10 Manipulating clauses We have already seen how call and not can be used to treat terms as if they are atoms, and use them as queries. Prolog also allows us to: –Construct and add a new clause to a program dynamically –Remove a clause dynamically –‘Dissect’ a clause

11 Clauses and terms A clause such as: father_of(X, Y):- parent_of(X, Y), male(X). is identical, internally, to: ':-'(father_of(X, Y), ','(parent_of(X, Y), male(X))). Using assert we can construct a term then add it to a program...

12 Using assert Example: | ?- A=father_of(X, Y), B=parent_of(X, Y), C=male(X), assert((A:-B, C)). A = father_of(X,Y), B = parent_of(X,Y), C = male(X) ? yes | ?- listing.... father_of(A, B) :- parent_of(A, B), male(A).

13 Using assert (ctd.) Alternatives: | ?- A=father_of(X, Y), B=parent_of(X, Y), C=male(X), assert(':-'(A, ','(B, C))). and: | ?- assert((father_of(X, Y):- parent_of(X, Y), male(X))).

14 Retract... Similarly, can remove one or more clauses using retract. retract(Clause) retracts the first clause which unifies with Clause from our program. On backtracking, it’ll remove the next one, etc. E.g. with the ‘motivating example’ given earlier, we could do the following: | ?- Z=parent_of(X, Y), retract(Z), write(Z), nl, fail. parent_of(bill,jim) parent_of(jane,jim) parent_of(jim,john) parent_of(john,fred) no | ?-

15 The clause predicate clause allows us to find out what clauses are in a program. A goal of the form clause(H,B) will unify H with the head and B with the body of the first clause that unifies with H:-B. E.g., in the above program, clause(parent_of(X, Y), Z) would have X=bill, Y=jim, Z=true as first solution.

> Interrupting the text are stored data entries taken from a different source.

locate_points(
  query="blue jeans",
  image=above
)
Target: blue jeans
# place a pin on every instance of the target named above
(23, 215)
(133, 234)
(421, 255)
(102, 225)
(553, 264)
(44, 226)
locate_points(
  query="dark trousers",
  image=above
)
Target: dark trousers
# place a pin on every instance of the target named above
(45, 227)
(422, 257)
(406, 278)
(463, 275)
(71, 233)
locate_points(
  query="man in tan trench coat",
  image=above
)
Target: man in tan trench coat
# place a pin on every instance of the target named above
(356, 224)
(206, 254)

16 BUT... This is only guaranteed to work (as is assert/retract) if any predicate is declared as dynamic in the program. E.g., at start of program: :- dynamic(parent_of/2). The number after the ‘/’ is the arity of the predicate so declared. Alternatively, load a program making everything dynamic by using: ?- load_files([ ], [compilation_mode(assert_all)]). e.g. ?- load_files([famil], [compilation_mode(assert_all)]).

17 A Prolog interpreter in Prolog! We can define an interpreter for ‘pure’ Prolog in Prolog itself: prove(Goal):-(i) clause(Goal, Body), prove(Body). prove((Goal1, Goal2)):-(ii) prove(Goal1), prove(Goal2). prove(true).(iii)

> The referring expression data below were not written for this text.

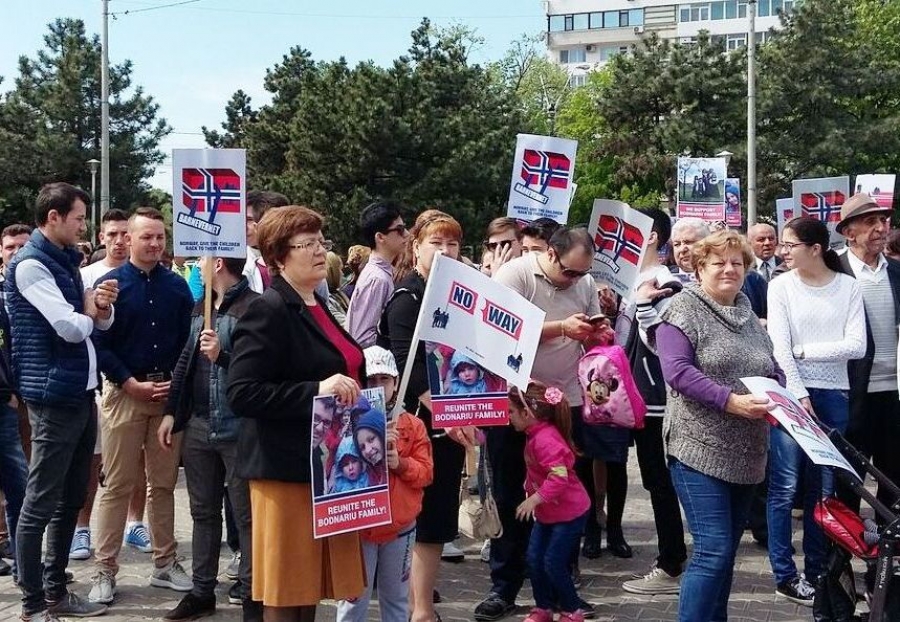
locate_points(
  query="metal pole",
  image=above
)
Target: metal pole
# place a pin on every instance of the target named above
(751, 116)
(104, 111)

18 Example Suppose we have the program: male(mark). parent_of(mark, jim). father_of(X, Y):-parent_of(X, Y), male(X). Then the query ?-prove(father_of(X, Y)) is processed thus: –Clause (i) finds a clause, Goal=father_of(X, Y), Body= ', ' (parent_of(X, Y), male(X)). –To prove Body, clause (ii) is used. It tries to prove parent_of(X, Y) and male(X). –To prove parent_of(X, Y), clause (i) finds a clause, Goal=parent_of(mark, jim) and Body=true. –To prove true, clause (iii) succeeds trivially. –ETC.

19 A spanner in the works clause(true, Body) will cause an error (similarly for any built-in predicate). A small modification fixes this: prove(Goal):- \+(Goal = true), clause(Goal, Body), prove(Body). prove((Goal1, Goal2)):- prove(Goal1), prove(Goal2). prove(true).

20 A meta-circular interpreter If our first interpreter had worked, it could have interpreted itself. To make this new one interpret itself, it also has to be able to handle not (\+), = and ‘,’ specially: prove(clause(X, Y)):-clause(X, Y). prove(A=A). prove(\+ A):- \+ prove(A). prove(Goal):- \+(Goal = true), \+(Goal = ','(_, _)), \+(Goal = \+(_)), \+(Goal = '='(_, _)), \+(Goal = clause(_, _)), clause(Goal, Body), prove(Body). prove((Goal1, Goal2)):- prove(Goal1), prove(Goal2). prove(true).

21 The meta-circular interpreter Now the goal ?-prove(prove(father_of(X, Y))) will give the correct answer, as will ?-prove(prove(prove(father_of(X, Y)))), etc. These techniques will be useful for implementing alternative inference strategies and expert systems. Further reading: see Flach, pp , especially 66/67 and 70/71. Also, see pp for some useful list-handling techniques.